嘉厝重重歎氣,摸着長滿白胡須的下巴:“你們二人說的都不無道理。不撤,裡面四個青年恐有性命之憂;撤了,仙門百家從五湖四海千裡迢迢奔赴而來,一無所獲,定是怨聲一片,要起争執。百家一亂,有心人便要趁虛而入了。如此,嗯……”

優黛:“那裡面人的命就不重要了嗎!?”

司刻懸喝道:“長輩說話,豈有你插嘴的道理,還不快快退下!”

嘉厝擡手攔下:“此事還不急着下定論。司閣主,我想你也不是草菅人命之輩,定是有自己的打算,不妨說上一說。”

司刻懸:“事已至此,我想江南淵确是不在客棧的,隻是不知道她是何時逃走、又逃到哪裡去了。如果現在收手,無功而返,既損耗了仙門精力,又任奸佞逃之夭夭,何其窩囊?”

“那司閣主意欲何為?”

“依我看,活捉了裡面那四個青年人,假意要他們的命,以此引誘江南淵現身。”司刻懸道,“如此一來,既不危及他們性命,又不至于竹籃打水一場空,方能堵住悠悠衆口。”

梅宗:“話雖如此,天網已布,惡鬼既出,如何才能活捉?”

司刻懸怪異道:“這天網既是天魔台的禁術,自是有辦法收放自如。隻需待攻破結界那一瞬間,再撤去法陣即可。”

梅宗微微冒汗,猶豫道:“若是方才,要在瞬息之間撤掉天網還有一線之機,可如今陣已成型,惡鬼成倍召出,要壓制住這群瘋了的鬼修,恐怕是……”

司刻懸:“什麼意思?撤不了了?”

梅宗歎氣,搖頭道:“已錯過良機。”

這一回,連司刻懸都皺緊了眉。

他雖言語刻薄,說話做事不留情面,卻也并非想要這裡面四個青年人的命。再怎麼說也是大夏的子民、四具鮮活之軀,與江南淵那叛出仙門、殘害生靈的兇徒迥然不同。此番雖與她站在一處,卻不明她真實身份,也有受了蒙蔽的緣故在裡頭。

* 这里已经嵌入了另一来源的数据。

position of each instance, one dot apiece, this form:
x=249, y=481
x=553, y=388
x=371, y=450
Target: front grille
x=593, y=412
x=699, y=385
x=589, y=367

若是真叫惡鬼把他們吃了去,他恐怕也是良心不安,且難辭其咎。

想到這,他不禁氣上心頭,心道要不是着了那妖女的道,這四人又何故陷入這等風波,這厮還要害多少人才罷休!

梅宗解釋道:“如果撤走法陣,裡頭的惡鬼便壓制不住,定是要四處流竄,去侵食城中百姓。若是現在壓制惡鬼,将其強行逼回煉獄,雖要花費一番功夫,卻也不是行不通。隻是這天網威力太過,若是強行壓制,仙門修士必将大創。總之,司閣主您說的待結界一打開就撤走天網,這一瞬間的事,稍有差池裡面的人就要被盡數咬碎,是萬萬行不通的。關于究竟要這麼做,還請諸位同僚一同定奪。”

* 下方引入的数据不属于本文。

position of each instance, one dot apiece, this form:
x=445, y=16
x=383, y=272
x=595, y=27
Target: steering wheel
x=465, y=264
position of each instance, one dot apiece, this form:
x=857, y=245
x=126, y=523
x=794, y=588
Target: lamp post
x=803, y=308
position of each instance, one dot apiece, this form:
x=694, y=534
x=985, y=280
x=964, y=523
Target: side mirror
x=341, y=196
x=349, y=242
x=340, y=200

此話的涵義是,如若要救這四人的命,隻能賭上仙門弟子的安危。如若不然,這四人隻能悄無聲息地死在裡頭了!

優黛道:“諸位前輩,我們這麼多人,肯定有辦法對抗惡鬼的!如果此時不作為,裡面那幾位就必死無疑了!”

嘉厝頭痛地揉揉眉心:“我們仙門身負保護百姓的責任,小施懲戒尚可,傷人性命可就違背了仙門祖訓……隻是幽冥來的惡鬼,實難對付啊。要救人,也必會傷及仙門弟子。”

梅宗:“我們此行隻為抓捕江南淵,那四個青年受他蒙騙,也算無辜。這樣不明不白地死了,恐怕也難堵住天下人悠悠衆口啊!何況仙門今日陣仗浩大,又有諸位元老作陣,想必是有把握度過此劫的!”

嘉厝思量一番,點點頭:“見死不救,并非仙門風範。司閣主,你怎麼說?”

司刻懸卻道:“不可。”

身旁幾人紛紛側目,似是有話要說。優黛聞之色變:“師父,這裡面可是四條活生生的人命,待惡鬼沖破結界,可真就無力回天了!”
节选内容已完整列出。